Speaking on the phone with Somerville Patch Tuesday, he said some proposals reported on by local media—including Somerville Patch—in the past two days were "hypotheticals," but he warned that the need to find more revenue for the MBTA is real, and as that discussion takes place, "everything has to be on the table."
A letter sent Monday to Davey by the Federal Transit Administration regarding the Green Line Extension's New Starts application for federal funding said the MBTA needs to make "[c]onsiderable progress on gaining commitment of new sources of funding."
The letter outlines some of the state's proposals for that funding. They include transferring $1.6 billion of MBTA debt to the state, implementing a $0.01 per mile statewide tax on vehicle miles traveled and allocating casino gaming revenues to the MBTA, among others.
Davey said those ideas were put forth in the state's application to join the New Starts program, but they were hypothetical ideas. MassDOT used the "everything and the kitchen sink approach" to show the federal government that Massachusetts has options, he said.
"What we proposed is some hypotheticals in how to get the T's fiscal [situation] in order," the transportation secretary said.
"Bottom line is we really need to move from hypothetical to reality over the next 12 to 18 months," he added.

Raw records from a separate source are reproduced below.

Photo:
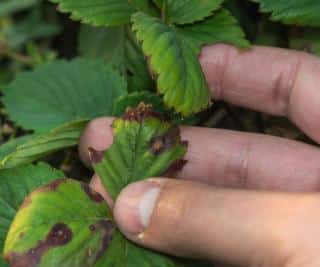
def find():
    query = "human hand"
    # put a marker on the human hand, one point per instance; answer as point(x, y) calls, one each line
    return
point(261, 208)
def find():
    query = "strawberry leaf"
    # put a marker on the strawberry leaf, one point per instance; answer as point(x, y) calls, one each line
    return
point(188, 11)
point(174, 61)
point(117, 46)
point(144, 145)
point(61, 92)
point(103, 12)
point(38, 146)
point(15, 185)
point(300, 12)
point(63, 223)
point(220, 28)
point(66, 224)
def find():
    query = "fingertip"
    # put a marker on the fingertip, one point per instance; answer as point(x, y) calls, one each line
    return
point(134, 207)
point(97, 135)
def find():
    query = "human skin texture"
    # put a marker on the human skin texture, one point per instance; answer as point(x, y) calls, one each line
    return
point(243, 199)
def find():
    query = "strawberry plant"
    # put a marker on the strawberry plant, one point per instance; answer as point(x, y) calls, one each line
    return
point(136, 60)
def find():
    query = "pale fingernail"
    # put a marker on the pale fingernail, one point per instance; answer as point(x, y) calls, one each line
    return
point(135, 205)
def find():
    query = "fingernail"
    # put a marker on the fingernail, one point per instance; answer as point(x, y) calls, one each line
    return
point(135, 205)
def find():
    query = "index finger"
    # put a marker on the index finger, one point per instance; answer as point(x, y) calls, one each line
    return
point(272, 80)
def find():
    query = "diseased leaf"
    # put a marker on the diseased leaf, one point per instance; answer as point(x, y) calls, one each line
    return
point(134, 99)
point(299, 12)
point(61, 92)
point(103, 12)
point(63, 223)
point(67, 224)
point(144, 145)
point(222, 27)
point(188, 11)
point(15, 185)
point(118, 46)
point(174, 62)
point(42, 145)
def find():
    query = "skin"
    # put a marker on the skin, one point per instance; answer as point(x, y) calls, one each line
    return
point(243, 199)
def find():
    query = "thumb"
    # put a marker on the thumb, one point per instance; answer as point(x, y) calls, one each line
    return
point(194, 220)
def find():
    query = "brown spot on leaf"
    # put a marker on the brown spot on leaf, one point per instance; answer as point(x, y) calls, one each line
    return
point(95, 156)
point(108, 227)
point(141, 112)
point(55, 184)
point(174, 168)
point(59, 235)
point(27, 201)
point(93, 195)
point(162, 143)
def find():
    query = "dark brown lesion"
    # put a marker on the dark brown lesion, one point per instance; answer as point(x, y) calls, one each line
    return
point(59, 235)
point(166, 141)
point(174, 168)
point(93, 195)
point(53, 186)
point(108, 229)
point(142, 112)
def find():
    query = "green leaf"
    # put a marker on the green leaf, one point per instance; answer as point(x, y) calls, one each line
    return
point(188, 11)
point(10, 146)
point(15, 185)
point(144, 145)
point(174, 62)
point(51, 230)
point(7, 7)
point(118, 46)
point(103, 12)
point(220, 28)
point(63, 223)
point(61, 92)
point(134, 99)
point(42, 145)
point(300, 12)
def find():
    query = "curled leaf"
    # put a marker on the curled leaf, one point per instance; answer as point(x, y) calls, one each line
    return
point(145, 145)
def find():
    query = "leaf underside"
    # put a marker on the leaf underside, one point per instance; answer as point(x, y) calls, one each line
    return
point(39, 146)
point(188, 11)
point(174, 62)
point(103, 12)
point(15, 185)
point(61, 92)
point(300, 12)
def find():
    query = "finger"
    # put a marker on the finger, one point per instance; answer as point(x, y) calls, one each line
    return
point(187, 219)
point(233, 159)
point(272, 80)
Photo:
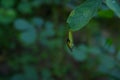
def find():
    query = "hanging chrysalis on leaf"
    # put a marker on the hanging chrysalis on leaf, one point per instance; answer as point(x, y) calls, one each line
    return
point(69, 40)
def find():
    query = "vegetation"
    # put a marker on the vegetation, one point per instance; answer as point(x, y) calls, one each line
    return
point(33, 39)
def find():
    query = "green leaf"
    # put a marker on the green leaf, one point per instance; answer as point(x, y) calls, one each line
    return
point(114, 5)
point(81, 15)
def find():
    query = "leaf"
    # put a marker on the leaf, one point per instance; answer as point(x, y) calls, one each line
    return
point(114, 5)
point(81, 15)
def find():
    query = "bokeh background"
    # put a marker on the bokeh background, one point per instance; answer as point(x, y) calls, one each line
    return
point(33, 42)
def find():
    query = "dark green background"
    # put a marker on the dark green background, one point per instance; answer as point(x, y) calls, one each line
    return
point(33, 47)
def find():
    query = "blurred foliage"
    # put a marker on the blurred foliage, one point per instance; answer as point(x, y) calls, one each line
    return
point(33, 47)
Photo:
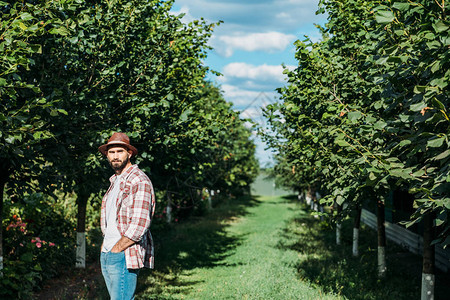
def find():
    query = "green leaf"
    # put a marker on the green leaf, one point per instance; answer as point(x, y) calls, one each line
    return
point(435, 143)
point(59, 30)
point(185, 115)
point(400, 173)
point(440, 26)
point(380, 125)
point(418, 106)
point(27, 257)
point(419, 89)
point(354, 116)
point(384, 16)
point(401, 6)
point(38, 267)
point(404, 143)
point(26, 16)
point(443, 155)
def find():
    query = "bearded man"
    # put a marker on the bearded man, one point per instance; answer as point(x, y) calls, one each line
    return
point(127, 210)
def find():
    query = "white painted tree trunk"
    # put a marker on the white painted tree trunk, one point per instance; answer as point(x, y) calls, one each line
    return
point(382, 262)
point(427, 287)
point(308, 199)
point(169, 213)
point(81, 250)
point(338, 233)
point(321, 209)
point(355, 242)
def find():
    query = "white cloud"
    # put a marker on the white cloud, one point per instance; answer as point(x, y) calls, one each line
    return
point(267, 42)
point(186, 11)
point(264, 73)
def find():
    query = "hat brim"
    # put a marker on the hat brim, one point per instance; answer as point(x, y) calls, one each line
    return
point(104, 148)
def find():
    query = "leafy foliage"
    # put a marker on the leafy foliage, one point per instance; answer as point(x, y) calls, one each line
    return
point(366, 111)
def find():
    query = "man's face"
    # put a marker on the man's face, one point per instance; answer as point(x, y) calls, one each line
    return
point(118, 157)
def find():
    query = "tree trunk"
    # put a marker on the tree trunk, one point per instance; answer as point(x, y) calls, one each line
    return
point(428, 277)
point(339, 227)
point(356, 226)
point(82, 199)
point(169, 208)
point(210, 195)
point(381, 240)
point(2, 189)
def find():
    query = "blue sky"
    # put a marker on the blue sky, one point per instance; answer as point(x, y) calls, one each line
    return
point(250, 46)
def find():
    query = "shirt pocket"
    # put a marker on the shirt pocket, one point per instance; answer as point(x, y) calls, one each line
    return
point(127, 197)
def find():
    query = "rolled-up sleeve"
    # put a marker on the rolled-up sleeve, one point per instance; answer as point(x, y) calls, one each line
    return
point(139, 211)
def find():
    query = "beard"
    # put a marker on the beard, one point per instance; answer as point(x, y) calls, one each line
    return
point(118, 165)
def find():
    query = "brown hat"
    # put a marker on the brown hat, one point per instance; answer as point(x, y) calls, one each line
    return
point(120, 139)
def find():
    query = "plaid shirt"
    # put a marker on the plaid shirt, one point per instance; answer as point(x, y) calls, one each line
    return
point(135, 208)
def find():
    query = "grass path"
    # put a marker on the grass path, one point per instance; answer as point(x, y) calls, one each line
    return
point(233, 253)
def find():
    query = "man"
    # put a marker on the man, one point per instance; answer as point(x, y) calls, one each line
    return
point(126, 213)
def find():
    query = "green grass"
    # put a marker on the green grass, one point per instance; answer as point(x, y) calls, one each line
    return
point(233, 253)
point(334, 269)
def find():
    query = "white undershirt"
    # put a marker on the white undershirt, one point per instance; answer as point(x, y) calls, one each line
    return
point(112, 234)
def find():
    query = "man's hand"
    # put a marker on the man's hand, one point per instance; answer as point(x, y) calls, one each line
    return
point(122, 244)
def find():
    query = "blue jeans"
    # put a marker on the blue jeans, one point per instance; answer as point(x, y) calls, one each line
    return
point(120, 281)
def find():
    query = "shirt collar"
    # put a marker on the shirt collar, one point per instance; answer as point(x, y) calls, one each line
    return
point(125, 174)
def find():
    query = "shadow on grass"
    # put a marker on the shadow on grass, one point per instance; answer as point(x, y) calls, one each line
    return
point(335, 270)
point(196, 243)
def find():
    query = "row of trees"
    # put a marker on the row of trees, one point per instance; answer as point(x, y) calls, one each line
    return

The MBTA faced a $161 million budget deficit this year, forcing it to raise fares, make service changes and seek aid from the state—a process that is still ongoing. The T faces another $100 million budget deficit next year, Davey said at a transportation rally Monday.
What's more, "The T is really the tip of the iceberg," he said.
"At this point, just about every observer of transportation policy is acknowledging the problem exists," Davey said.
He added that "people are really starting to pay attention to this" and there's been a "tremendous groundswell of concern and focus."
"Ultimately, it's about jobs and economic development," he said.